Mal connu, Carl Schuch (1846-1903) se place dans un espace esthétique situé entre les deux totems de la seconde partie du XIXe siècle, que sont réalisme et impressionnisme. Cherchant sans relâche une voie personnelle, il écrivait du reste, dans une lettre du 31 mai 1883 : « Je ne voudrais me rattacher à rien : ni à l’impressionnisme, ni à Leibl, ni à Daubigny, ni à Millet. Je voudrais pouvoir être sincère, être vrai, et ne pas avoir une relation à la nature comme Troyon, X ou Y. » À travers quelque soixante-dix de ses œuvres – conversant avec une cinquantaine de toiles d’artistes comme Chardin, Fantin-Latour, etc. –, cette riche exposition débute par un aperçu de la carrière d’un peintre voyageur – notamment installé à Venise de 1876 à 1882 – qui appartint au « Cercle de Leibl » constitué à Munich, au début de la décennie 1870, autour du célèbre artiste allemand, dont la figure tutélaire est Gustave Courbet. Se découvre ainsi l’amitiéentre Schuch et Wilhelm Trübner (1851-1917) : la comparaison entre leurs représentations respectives d’un jeune homme farfouillant dans une armoire pour en extraire une bouteille de gnole (Le premier essai, 1872) révèle leur parenté.

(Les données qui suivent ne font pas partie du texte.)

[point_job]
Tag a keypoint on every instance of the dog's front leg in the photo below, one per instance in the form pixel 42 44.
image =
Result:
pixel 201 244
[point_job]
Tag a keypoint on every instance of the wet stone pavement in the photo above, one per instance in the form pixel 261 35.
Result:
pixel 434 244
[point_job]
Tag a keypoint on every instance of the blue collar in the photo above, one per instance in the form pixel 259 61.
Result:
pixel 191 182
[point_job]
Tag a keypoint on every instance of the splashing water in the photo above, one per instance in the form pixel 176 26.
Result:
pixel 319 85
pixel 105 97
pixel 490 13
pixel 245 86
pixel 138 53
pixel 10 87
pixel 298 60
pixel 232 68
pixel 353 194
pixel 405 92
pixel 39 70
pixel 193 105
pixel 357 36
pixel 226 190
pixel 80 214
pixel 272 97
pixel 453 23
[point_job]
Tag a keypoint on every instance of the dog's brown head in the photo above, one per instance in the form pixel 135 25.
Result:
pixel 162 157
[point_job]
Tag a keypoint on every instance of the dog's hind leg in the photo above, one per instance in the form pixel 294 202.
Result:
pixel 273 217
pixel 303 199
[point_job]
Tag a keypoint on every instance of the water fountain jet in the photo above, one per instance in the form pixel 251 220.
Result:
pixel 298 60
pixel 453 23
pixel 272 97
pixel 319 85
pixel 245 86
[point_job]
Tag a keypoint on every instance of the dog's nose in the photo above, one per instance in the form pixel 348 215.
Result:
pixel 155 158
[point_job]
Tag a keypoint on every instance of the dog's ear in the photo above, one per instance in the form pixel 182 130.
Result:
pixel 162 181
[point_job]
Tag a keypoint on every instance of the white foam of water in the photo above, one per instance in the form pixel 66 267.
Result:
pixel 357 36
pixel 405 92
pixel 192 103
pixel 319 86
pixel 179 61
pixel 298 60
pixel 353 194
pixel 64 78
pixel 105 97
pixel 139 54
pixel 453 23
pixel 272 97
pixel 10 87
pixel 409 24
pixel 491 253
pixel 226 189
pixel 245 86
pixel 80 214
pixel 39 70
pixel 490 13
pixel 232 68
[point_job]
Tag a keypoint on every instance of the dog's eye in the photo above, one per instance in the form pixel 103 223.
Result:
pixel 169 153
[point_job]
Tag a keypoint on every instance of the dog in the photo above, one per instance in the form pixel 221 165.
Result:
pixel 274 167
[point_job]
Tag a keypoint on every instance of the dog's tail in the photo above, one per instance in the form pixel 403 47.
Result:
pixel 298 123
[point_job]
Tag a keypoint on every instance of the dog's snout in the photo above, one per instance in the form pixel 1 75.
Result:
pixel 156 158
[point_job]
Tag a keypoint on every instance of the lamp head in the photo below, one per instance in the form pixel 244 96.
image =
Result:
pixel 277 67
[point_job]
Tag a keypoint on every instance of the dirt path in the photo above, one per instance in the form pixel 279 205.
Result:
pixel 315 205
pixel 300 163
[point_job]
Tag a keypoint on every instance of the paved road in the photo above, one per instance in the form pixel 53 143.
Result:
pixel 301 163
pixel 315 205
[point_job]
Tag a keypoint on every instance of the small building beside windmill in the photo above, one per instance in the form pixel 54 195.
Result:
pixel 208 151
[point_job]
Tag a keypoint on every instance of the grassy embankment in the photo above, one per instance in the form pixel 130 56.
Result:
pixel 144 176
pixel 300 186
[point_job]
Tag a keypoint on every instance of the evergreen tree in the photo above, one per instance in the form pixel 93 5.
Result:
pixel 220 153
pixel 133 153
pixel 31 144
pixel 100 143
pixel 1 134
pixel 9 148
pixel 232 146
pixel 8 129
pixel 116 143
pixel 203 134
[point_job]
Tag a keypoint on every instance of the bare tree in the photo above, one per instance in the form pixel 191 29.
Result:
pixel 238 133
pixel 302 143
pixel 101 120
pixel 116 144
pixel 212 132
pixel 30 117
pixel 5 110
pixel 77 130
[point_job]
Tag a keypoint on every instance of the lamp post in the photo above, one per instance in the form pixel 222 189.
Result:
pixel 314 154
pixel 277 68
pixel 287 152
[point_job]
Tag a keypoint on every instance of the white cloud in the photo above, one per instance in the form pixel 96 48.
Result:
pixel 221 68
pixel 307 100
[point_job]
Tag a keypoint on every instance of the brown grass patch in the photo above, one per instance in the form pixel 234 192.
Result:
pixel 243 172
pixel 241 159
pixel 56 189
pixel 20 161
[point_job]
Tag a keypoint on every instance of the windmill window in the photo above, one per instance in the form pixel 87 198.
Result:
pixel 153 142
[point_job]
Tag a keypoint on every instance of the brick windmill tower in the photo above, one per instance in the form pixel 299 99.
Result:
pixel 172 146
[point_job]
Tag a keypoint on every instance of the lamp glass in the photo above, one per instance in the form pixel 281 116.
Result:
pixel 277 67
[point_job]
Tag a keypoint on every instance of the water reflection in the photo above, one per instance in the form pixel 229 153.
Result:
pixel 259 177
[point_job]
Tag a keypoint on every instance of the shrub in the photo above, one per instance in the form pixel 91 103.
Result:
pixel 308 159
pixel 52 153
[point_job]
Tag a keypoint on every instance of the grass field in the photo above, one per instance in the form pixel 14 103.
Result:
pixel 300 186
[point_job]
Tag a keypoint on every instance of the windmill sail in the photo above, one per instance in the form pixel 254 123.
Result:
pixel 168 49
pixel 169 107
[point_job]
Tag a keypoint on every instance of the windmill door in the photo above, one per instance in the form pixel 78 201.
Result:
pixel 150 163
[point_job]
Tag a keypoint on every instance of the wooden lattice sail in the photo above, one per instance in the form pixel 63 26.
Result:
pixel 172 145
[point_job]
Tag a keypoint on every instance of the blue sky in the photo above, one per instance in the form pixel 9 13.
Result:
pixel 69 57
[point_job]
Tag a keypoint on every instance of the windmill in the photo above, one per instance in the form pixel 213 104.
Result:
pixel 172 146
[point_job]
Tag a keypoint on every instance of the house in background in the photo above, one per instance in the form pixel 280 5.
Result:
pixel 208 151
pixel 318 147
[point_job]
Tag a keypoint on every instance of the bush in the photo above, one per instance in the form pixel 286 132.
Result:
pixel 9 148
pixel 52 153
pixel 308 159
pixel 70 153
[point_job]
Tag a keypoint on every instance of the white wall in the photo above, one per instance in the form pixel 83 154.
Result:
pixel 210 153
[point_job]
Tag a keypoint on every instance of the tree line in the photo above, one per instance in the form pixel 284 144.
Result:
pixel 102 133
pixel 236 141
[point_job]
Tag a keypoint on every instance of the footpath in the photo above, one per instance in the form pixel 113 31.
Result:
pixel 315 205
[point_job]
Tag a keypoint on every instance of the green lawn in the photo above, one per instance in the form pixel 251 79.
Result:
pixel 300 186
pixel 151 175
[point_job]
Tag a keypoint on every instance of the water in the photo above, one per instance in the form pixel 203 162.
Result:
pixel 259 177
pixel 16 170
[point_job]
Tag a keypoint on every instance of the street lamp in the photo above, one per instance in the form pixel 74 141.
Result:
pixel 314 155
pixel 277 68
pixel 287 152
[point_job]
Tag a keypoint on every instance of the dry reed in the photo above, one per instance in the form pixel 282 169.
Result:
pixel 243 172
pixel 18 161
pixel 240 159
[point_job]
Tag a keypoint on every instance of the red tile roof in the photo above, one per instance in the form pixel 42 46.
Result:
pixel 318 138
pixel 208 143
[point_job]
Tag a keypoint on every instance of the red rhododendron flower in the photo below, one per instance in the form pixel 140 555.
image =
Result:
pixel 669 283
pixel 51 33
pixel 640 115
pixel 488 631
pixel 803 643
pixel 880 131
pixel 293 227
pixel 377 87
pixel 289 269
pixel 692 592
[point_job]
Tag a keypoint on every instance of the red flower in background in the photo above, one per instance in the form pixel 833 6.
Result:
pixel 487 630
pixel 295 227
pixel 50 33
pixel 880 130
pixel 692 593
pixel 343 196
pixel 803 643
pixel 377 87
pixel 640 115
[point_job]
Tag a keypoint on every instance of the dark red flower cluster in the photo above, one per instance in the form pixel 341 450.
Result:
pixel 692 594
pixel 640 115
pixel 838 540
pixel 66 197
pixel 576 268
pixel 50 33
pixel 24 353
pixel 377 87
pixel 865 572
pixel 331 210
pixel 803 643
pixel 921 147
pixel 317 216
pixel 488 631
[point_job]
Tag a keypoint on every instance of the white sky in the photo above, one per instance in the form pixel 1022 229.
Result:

C’est néanmoins la seconde partie du parcours qui retient le plus l’attention. Se concentrant sur les « années parisiennes » (1882-1894) de Carl Schuch, elle se déploie en cinq salles thématiques, où l’on voit son style se libérer, s’ouvrant aux avant-gardes d’alors, lui qui considérait Monet comme le « Rembrandt de la lumière en plein air. » Il réalise alors de nombreuses natures mortes, explorant les potentialités de la couleur. Le très beau Homard, cruche en étain et botte d’asperges (1884) – une des quatre représentations de la plante – dialogue avec une incroyable huile de Manet (1880), qui en constitue la matrice. Et de demeurer fascinés par la quête chromatique du peintre autrichien qui atteint de subtils équilibres comme dans Courges, pêches et raisins (vers 1884-97), avec ses contrastes audacieux entre oranges chauds et bleus glacés. Parfois, il est aussi difficile de ne pas penser à Cézanne, comme dans trois variations autour de pommes posées sur une nappe blanche… Le visiteur est également séduit par des paysages comme Bois de bouleaux (1880) – composition architecturée avec une rigueur rare – ou Cœur de la forêt au Saut du Doubs (vers 1886-93) – où la lumière subit un fabuleux processus de concentration – montrant son amour pour une région dont il restitue l’âme avec brio, celle où il passa plusieurs étés et où naquit Courbet dont l’ombre amicale flotte sur ces vues.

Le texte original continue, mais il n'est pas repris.